In 1981 SAHP changed its name to SHRP, to better reflect its broadened scope. In 1987 the school was given degree-granting authority. Two years later, Martin took a sabbatical and retired shortly thereafter. Gibson, busy studying for his doctorate, did not apply for the dean’s job at first, but was convinced to do so by his colleagues. He was named acting dean in 1989 and became dean of the school in 1992, the same year he received his doctorate.
“When I became dean, I realized that if you’re not a growing organization, you’re a dying organization. But you also have to prune it,” says this avid gardener. So the growth and pruning began. Graduate programs were added, and some basic undergraduate programs were eliminated, including radiography and surgical technology, which were offered by many community colleges.
Gibson says the addition of graduate programs fueled the growth of the school. Other factors driving growth were the strength of SHRP’s partnerships and the development of distance learning. The school made its first foray into distance learning in 1989, when classes were broadcast via the videoconferencing tool V-Tel to Scotch Plains and Stratford. “This technology was brand-new, and we didn’t have the IT structure to get it going,” says Gibson. “So we looked for students who were high-tech, accepted them into the school and gave them free tuition in return for their help in getting us through the process.” Today, SHRP is a leader in distance education, reaching students throughout New Jersey and around the world, as far away as South Korea and Japan.
The school has also continued its collaboration with other academic institutions across New Jersey. “We’ve forged some pretty powerful and wonderful partnerships that are beneficial to the University and the state,” says Gibson. “It’s more cost-efficient to collaborate and we’re saving money by avoiding duplication of programs.
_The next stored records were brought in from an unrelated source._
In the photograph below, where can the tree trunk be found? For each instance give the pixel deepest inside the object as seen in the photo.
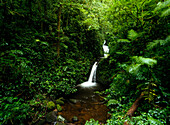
(58, 28)
(133, 108)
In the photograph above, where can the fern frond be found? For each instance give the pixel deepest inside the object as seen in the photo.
(141, 60)
(132, 35)
(123, 41)
(166, 13)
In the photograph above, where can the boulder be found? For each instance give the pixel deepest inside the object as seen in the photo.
(51, 116)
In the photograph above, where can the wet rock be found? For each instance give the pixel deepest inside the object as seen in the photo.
(41, 122)
(51, 116)
(75, 119)
(60, 101)
(74, 101)
(59, 108)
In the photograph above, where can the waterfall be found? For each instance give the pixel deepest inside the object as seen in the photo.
(93, 73)
(92, 78)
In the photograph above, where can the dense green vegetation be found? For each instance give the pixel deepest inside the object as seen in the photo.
(47, 47)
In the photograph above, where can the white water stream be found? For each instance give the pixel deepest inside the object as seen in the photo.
(92, 78)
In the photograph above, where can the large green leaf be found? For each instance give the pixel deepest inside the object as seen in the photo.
(142, 60)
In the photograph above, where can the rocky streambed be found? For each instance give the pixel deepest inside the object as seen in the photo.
(79, 107)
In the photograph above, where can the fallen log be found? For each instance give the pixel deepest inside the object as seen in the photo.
(133, 108)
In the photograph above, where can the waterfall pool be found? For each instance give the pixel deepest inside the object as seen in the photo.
(85, 104)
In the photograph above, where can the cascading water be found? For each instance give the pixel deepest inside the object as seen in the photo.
(85, 104)
(105, 49)
(92, 78)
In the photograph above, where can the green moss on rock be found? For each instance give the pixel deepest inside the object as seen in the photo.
(50, 105)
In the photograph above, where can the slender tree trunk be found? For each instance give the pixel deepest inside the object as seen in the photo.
(133, 108)
(58, 28)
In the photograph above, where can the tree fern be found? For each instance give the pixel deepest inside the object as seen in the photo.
(132, 35)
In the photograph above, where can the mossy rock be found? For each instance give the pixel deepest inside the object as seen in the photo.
(50, 105)
(60, 101)
(59, 108)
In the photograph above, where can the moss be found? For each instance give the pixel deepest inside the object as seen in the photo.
(60, 101)
(59, 108)
(50, 105)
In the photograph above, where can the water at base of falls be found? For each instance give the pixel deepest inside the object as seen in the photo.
(85, 104)
(92, 78)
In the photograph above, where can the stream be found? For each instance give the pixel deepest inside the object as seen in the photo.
(85, 104)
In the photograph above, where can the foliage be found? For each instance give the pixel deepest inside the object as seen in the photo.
(14, 110)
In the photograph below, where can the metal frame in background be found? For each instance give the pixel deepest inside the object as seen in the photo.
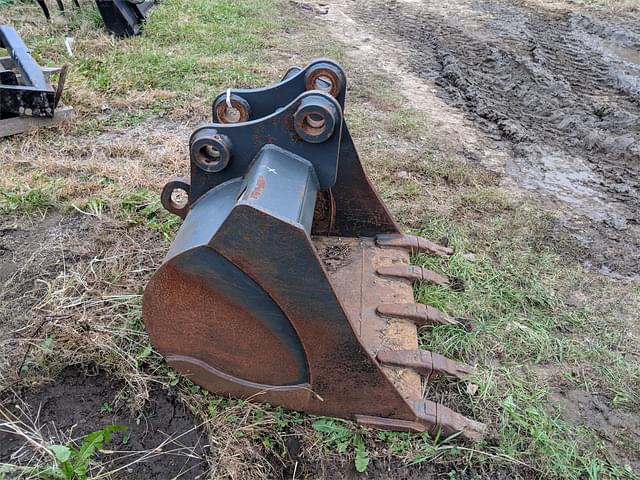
(123, 18)
(28, 101)
(24, 88)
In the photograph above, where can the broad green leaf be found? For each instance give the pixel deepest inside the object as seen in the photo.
(62, 453)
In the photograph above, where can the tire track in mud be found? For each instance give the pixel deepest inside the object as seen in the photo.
(561, 90)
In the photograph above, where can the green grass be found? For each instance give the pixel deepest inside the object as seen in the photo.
(193, 49)
(513, 308)
(36, 197)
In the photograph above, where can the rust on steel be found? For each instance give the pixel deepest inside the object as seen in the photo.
(448, 422)
(424, 362)
(418, 313)
(288, 280)
(414, 244)
(413, 273)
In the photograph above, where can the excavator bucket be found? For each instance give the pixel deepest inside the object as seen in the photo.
(289, 282)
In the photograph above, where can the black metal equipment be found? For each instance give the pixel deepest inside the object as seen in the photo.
(123, 18)
(24, 89)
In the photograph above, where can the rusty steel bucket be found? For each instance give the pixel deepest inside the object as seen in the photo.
(289, 281)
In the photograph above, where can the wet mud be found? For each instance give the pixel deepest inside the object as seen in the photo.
(559, 90)
(160, 442)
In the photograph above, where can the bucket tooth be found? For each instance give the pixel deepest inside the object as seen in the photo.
(421, 315)
(440, 419)
(413, 273)
(279, 285)
(424, 362)
(413, 243)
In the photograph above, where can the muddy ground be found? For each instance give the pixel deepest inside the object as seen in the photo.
(548, 98)
(553, 97)
(161, 442)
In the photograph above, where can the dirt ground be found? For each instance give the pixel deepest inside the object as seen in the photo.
(545, 96)
(549, 97)
(76, 402)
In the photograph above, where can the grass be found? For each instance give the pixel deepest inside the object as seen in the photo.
(535, 323)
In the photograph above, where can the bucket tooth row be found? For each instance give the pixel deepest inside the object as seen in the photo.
(414, 244)
(287, 281)
(424, 362)
(421, 315)
(414, 274)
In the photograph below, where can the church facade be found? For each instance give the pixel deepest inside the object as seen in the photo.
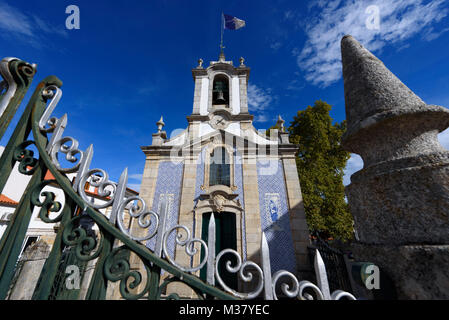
(221, 164)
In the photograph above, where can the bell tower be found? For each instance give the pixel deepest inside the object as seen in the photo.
(220, 86)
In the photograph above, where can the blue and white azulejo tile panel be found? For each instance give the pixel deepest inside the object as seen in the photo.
(274, 216)
(168, 188)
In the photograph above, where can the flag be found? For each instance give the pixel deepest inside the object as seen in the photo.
(232, 23)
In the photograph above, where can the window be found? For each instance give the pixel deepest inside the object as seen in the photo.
(225, 238)
(220, 168)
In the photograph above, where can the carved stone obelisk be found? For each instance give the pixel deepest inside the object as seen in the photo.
(400, 199)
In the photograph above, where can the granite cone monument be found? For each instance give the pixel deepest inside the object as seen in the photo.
(400, 199)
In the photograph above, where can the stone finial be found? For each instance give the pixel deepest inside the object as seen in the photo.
(160, 124)
(242, 60)
(222, 57)
(373, 95)
(400, 199)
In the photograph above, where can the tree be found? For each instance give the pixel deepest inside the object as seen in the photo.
(321, 161)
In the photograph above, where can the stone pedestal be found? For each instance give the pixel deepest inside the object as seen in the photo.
(400, 199)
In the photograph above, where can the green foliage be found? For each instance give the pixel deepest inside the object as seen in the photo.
(320, 163)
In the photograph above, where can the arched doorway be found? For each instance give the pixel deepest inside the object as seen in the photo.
(225, 238)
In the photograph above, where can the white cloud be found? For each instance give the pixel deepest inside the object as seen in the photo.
(258, 98)
(12, 20)
(354, 164)
(320, 57)
(136, 176)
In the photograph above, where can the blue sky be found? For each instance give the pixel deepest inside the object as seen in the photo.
(130, 62)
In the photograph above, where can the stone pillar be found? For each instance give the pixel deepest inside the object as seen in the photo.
(186, 219)
(400, 199)
(32, 260)
(252, 209)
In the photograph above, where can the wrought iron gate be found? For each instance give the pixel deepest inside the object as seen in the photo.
(113, 262)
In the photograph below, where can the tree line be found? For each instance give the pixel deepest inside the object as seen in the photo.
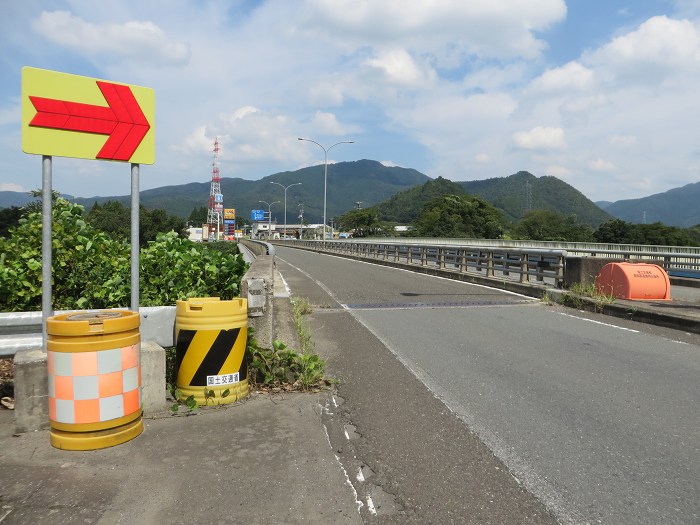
(466, 216)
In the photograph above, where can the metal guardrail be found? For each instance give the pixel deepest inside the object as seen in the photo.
(525, 263)
(678, 260)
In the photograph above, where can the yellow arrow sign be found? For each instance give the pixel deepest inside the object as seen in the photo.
(87, 118)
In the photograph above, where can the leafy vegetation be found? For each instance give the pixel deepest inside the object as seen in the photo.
(546, 225)
(509, 194)
(367, 181)
(406, 207)
(459, 216)
(91, 269)
(114, 218)
(279, 365)
(618, 231)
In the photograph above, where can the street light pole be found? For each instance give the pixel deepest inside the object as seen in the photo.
(285, 201)
(269, 218)
(325, 174)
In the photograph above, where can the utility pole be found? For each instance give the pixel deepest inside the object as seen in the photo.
(301, 221)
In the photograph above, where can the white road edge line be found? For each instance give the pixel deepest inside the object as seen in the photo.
(565, 510)
(599, 322)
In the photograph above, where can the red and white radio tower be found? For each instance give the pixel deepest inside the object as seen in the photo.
(216, 199)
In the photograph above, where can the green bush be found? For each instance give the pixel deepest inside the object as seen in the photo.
(91, 270)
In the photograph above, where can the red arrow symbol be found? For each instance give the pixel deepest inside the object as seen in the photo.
(122, 119)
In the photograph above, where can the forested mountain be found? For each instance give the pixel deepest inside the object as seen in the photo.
(404, 207)
(521, 192)
(369, 183)
(365, 181)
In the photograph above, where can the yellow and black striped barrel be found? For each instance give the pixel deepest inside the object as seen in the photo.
(211, 338)
(94, 375)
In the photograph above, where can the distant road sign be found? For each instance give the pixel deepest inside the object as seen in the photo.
(70, 115)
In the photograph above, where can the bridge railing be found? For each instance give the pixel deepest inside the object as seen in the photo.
(524, 264)
(679, 260)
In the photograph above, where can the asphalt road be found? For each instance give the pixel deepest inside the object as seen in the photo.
(463, 402)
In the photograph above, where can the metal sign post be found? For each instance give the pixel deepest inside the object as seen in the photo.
(135, 248)
(86, 118)
(46, 251)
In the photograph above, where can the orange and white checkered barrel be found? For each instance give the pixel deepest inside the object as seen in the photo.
(94, 374)
(211, 338)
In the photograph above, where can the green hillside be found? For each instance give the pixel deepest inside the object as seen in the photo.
(676, 207)
(365, 181)
(509, 194)
(405, 207)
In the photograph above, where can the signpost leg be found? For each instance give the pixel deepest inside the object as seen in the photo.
(46, 251)
(135, 249)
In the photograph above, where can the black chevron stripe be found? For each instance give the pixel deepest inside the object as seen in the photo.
(184, 339)
(215, 357)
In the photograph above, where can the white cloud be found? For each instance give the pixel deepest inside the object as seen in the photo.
(661, 47)
(541, 138)
(327, 124)
(622, 141)
(196, 142)
(144, 41)
(448, 29)
(602, 165)
(10, 186)
(557, 171)
(571, 76)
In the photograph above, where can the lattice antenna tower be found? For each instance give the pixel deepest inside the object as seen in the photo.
(216, 203)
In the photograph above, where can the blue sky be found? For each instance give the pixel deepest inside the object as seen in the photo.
(602, 94)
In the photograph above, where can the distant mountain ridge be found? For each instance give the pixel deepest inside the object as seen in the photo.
(522, 191)
(370, 183)
(365, 181)
(675, 207)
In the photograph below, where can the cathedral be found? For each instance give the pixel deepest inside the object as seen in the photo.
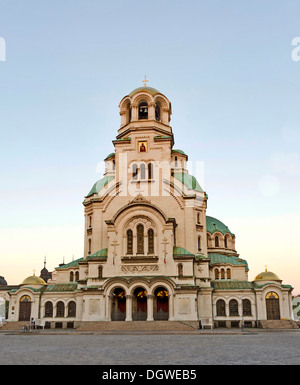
(150, 251)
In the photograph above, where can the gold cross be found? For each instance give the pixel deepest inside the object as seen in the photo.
(145, 81)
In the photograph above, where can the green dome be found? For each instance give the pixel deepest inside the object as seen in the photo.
(99, 185)
(213, 225)
(152, 90)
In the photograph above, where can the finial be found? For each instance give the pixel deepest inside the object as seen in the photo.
(145, 81)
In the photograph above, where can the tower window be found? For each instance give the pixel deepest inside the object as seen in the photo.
(157, 112)
(143, 110)
(216, 241)
(129, 242)
(134, 171)
(199, 243)
(150, 171)
(143, 171)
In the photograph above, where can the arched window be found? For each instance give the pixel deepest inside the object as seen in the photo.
(60, 309)
(150, 241)
(134, 171)
(199, 243)
(246, 307)
(233, 307)
(143, 110)
(157, 112)
(72, 309)
(129, 242)
(221, 309)
(143, 171)
(140, 239)
(180, 270)
(217, 274)
(150, 171)
(222, 273)
(48, 309)
(216, 241)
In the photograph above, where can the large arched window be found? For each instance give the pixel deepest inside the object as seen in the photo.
(143, 110)
(225, 242)
(233, 307)
(72, 309)
(180, 270)
(222, 273)
(134, 171)
(199, 243)
(221, 310)
(157, 112)
(150, 241)
(143, 171)
(140, 239)
(129, 242)
(228, 273)
(48, 309)
(60, 309)
(150, 171)
(217, 276)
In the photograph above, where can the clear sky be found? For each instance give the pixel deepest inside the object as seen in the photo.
(226, 67)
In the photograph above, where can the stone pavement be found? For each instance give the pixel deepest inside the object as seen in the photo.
(203, 347)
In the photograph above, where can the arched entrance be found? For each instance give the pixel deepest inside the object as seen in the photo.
(118, 306)
(161, 304)
(25, 308)
(272, 306)
(139, 304)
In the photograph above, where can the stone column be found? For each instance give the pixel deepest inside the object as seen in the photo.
(128, 307)
(150, 307)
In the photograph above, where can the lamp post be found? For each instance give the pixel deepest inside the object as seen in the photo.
(243, 325)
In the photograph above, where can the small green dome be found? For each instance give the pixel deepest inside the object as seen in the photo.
(151, 90)
(33, 280)
(213, 225)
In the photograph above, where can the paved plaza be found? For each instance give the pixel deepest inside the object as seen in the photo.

Through partnerships, we’re also able to run essential programs that are costly but have a small enrollment.”
With so much accomplished, Gibson has no mixed feelings about stepping down. “I’ve always felt you should retire while you still love what you’re doing,” he states. He plans to teach a course at SHRP in the spring, and hopes to expand his teaching role. He may become involved in activities at South Orange’s Seton Hall University, whose president, Monsignor Robert Sheeran, he describes as a “fantastic preacher and a good friend.” He’ll also continue puttering in his garden and painting, mostly watercolor landscapes and still-lifes.
Above all, he plans to maintain his close ties to the university he served so well. “I’ve been so fortunate to have been part of a dynamic institution and blessed with a great faculty, staff, chairs and associate deans,” he says.